Une lettre et une fine bande d’océan séparent Chiloé du reste du pays. De Santiago, c’est d’abord l’envol jusqu’à Puerto Montt, avant d’emprunter en bateau le canal de Chacao. À l’arrivée à Isla Grande, la plus grande île de Chiloé (100 kilomètres du nord au sud), le paysage est tout entier plongé dans l’obscurité. Comme la terra incognita dort, on se plaît à en imaginer les pentes douces, au contact de cette route qui se courbe, s’élève progressivement dans les airs et redescend, prend à gauche sur un chemin de piste façonné par les éléments comme autant d’étapes naturelles à franchir. Au matin, la vallée apparaît. La baie est calme. La lumière se farde de rose, les nuages s’effacent, se fondent avec l’eau, jouent avec les contours du rivage. Les couleurs ne cessent de changer à mesure que les heures passent. Sans éprouver les éléments, on les devine : la brume des premières heures du jour, les quelques gouttes de pluie froide, la danse du vent et les ondulations de l’océan. Hypnotisante Pachamama, la Terre-Mère.
Nous prenons contact avec la Patagonie chilienne par le large. Par l’archipel de Chiloé, au nord, qui pique le Pacifique de plusieurs pointillés d’îles que l’écrivain chilote Francisco Coloane surnommait “les 40 sœurs”. Le bateau jaune et bleu est amarré. Il s’appelle Williche, en hommage à l’une des communautés indiennes natives de Chiloé. À bord de cette cabane de bois glissant sur l’eau, le large dévoile un tout autre spectacle, où les derniers manchots de Magellan se dirigent vers la Terre de Feu, les pélicans volent au ras de l’eau et, au loin, des dauphins agitent la surface d’un léger clapotis. Quelques embarcations de bois peint filent sans bruit.
Nous nous amarrons au quai de Mechuque où, au détour de maisons aux bardeaux fanés, l’île semble prise au piège du temps. Son isolement géographique a forcé certains habitants à partir – mais beaucoup n’ont pas vendu leurs maisons.

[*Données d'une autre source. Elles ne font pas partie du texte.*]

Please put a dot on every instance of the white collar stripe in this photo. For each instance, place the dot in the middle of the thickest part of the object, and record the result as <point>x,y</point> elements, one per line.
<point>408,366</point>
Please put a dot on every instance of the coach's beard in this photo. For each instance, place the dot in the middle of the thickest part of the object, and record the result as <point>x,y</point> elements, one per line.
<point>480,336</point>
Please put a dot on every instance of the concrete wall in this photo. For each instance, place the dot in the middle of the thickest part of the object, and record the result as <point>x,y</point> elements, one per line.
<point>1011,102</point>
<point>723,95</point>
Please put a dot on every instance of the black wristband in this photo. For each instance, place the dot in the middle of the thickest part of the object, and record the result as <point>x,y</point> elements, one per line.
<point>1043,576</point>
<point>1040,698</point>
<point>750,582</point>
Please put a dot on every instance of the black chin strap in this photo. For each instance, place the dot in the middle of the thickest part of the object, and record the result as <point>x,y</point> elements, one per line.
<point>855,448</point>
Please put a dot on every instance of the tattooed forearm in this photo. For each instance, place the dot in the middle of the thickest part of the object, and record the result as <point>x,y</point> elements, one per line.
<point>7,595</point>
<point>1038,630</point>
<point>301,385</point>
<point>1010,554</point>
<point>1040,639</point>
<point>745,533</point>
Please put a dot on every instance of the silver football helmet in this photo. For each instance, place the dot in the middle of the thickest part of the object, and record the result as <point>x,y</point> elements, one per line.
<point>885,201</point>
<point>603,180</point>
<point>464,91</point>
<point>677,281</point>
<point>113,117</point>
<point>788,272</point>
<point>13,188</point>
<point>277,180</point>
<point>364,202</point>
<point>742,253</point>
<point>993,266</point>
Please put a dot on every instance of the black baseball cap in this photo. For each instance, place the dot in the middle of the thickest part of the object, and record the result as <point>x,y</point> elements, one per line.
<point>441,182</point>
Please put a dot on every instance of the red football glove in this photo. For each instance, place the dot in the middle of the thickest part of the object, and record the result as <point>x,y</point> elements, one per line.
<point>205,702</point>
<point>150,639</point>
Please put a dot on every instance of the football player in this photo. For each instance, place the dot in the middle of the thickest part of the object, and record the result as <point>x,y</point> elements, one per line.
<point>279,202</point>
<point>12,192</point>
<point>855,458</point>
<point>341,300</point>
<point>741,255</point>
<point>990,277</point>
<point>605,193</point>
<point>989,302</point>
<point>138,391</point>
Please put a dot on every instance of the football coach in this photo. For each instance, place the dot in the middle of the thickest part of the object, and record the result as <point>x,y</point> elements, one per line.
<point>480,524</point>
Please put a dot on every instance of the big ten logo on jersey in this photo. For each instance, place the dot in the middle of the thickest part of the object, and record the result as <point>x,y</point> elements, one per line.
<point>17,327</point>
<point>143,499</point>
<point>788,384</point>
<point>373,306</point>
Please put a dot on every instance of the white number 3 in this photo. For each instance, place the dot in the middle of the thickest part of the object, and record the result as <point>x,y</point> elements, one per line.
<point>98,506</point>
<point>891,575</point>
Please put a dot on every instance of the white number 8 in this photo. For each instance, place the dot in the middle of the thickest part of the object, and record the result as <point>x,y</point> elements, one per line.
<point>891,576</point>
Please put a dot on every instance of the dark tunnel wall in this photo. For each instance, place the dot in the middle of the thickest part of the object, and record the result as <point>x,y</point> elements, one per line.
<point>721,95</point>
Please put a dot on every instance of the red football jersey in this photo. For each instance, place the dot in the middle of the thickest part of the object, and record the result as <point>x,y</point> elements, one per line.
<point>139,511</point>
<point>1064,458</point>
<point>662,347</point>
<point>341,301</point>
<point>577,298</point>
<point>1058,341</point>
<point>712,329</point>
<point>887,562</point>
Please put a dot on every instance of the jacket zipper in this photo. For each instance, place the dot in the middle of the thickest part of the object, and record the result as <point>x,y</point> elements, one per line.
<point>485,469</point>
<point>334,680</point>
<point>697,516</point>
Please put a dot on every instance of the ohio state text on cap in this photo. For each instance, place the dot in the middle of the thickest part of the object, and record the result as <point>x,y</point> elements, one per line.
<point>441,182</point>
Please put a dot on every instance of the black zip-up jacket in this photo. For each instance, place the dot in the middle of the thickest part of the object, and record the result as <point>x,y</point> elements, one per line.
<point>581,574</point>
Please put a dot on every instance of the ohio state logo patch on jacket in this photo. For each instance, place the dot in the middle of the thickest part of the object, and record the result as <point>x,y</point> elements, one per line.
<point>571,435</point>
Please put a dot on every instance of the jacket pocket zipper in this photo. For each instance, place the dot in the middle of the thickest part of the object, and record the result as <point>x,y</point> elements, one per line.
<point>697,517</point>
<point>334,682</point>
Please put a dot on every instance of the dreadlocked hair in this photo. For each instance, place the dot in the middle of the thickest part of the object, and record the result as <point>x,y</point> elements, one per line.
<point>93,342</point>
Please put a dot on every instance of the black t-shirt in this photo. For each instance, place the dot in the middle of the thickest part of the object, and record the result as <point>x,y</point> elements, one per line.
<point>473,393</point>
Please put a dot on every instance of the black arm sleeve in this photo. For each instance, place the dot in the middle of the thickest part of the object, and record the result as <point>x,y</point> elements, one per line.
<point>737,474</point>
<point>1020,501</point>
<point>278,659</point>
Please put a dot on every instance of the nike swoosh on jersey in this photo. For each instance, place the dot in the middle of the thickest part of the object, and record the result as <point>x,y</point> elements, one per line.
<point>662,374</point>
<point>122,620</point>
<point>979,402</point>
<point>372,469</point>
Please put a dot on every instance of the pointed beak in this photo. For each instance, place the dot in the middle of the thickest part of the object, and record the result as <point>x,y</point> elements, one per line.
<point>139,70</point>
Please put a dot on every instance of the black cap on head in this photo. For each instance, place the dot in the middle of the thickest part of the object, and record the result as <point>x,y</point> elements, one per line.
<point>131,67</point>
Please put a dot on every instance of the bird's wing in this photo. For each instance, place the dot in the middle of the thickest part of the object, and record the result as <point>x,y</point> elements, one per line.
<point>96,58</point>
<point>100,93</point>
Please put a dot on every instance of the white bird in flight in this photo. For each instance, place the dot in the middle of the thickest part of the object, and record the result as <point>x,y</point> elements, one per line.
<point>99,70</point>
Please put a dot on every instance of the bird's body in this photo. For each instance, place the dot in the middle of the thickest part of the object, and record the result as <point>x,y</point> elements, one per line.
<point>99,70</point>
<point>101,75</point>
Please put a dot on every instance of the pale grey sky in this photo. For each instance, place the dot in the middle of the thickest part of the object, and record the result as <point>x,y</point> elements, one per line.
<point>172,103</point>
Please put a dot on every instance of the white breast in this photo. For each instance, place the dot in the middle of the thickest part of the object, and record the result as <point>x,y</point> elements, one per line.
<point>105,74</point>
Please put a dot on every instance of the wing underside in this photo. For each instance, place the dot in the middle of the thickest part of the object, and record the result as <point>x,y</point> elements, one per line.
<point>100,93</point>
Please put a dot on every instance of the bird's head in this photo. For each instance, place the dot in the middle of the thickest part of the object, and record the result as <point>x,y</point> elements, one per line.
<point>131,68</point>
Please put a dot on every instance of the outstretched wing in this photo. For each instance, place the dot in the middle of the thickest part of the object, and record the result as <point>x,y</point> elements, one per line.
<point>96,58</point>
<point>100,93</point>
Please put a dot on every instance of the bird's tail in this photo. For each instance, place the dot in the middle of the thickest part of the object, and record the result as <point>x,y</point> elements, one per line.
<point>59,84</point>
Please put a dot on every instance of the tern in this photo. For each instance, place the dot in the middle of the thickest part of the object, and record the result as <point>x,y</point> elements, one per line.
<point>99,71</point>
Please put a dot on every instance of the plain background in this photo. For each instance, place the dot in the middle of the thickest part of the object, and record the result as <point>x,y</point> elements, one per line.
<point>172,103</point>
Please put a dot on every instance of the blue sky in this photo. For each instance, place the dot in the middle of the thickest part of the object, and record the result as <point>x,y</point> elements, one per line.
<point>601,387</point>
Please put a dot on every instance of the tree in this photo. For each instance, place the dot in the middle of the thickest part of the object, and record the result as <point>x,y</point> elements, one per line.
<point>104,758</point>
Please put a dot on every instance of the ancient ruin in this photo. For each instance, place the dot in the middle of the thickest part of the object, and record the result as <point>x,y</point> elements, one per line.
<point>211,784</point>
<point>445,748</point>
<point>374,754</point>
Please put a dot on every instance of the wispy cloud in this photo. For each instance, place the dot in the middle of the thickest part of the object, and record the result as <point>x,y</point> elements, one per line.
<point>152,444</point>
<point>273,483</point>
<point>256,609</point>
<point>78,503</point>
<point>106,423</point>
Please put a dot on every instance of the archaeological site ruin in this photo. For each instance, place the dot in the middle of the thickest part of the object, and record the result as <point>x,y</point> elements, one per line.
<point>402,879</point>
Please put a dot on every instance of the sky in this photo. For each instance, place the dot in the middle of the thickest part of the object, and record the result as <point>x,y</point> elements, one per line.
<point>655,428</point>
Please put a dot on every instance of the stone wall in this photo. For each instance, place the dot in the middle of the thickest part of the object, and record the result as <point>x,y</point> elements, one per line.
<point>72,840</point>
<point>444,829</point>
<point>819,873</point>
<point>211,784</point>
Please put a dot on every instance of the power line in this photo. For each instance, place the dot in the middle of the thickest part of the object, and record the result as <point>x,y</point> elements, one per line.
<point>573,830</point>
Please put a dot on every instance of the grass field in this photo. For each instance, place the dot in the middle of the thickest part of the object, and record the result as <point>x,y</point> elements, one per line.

L’attachement à ce bout d’île est trop fort pour être rompu. On se sent chilote avant d’être chilien. La végétation s’est emparée des maisons abandonnées. Un horizon que Sandro, pêcheur rencontré dans le village, ne quitterait des yeux pour rien au monde : “Je suis venu de San Antonio et je ne suis jamais reparti. Les gens ne savent pas ce qu’ils ont à Mechuque. La tranquillité… C’est ce qui me tient ici.” De sa maison, un petit palafito (maison typique en bois, sur pilotis) qu’il a construit lui-même après l’avoir vu en rêve, l’océan est le seul voisin.
Le bois d’alerce, matière première reine de Chiloé
On emporte ses paroles avec nous à bord du Williche. Le bateau est l’expression d’un art chilote, celui des charpentiers de l’île, les “carpinteros de ribera”. Il ne reste à Chiloé que dix ateliers de construction de bateaux. À la tête de l’un d’eux, David Pachuque répète depuis ses 15 ans les gestes appris de son père et de son grand-père. Dans son atelier sur pilotis, un hangar ouvert aux vents, trois bateaux en devenir, châssis de bois aux proportions magistrales. Il les a construits en suivant le tracé de courbes esquissées dans sa tête, songeant à la façon dont chaque bateau fendrait les flots.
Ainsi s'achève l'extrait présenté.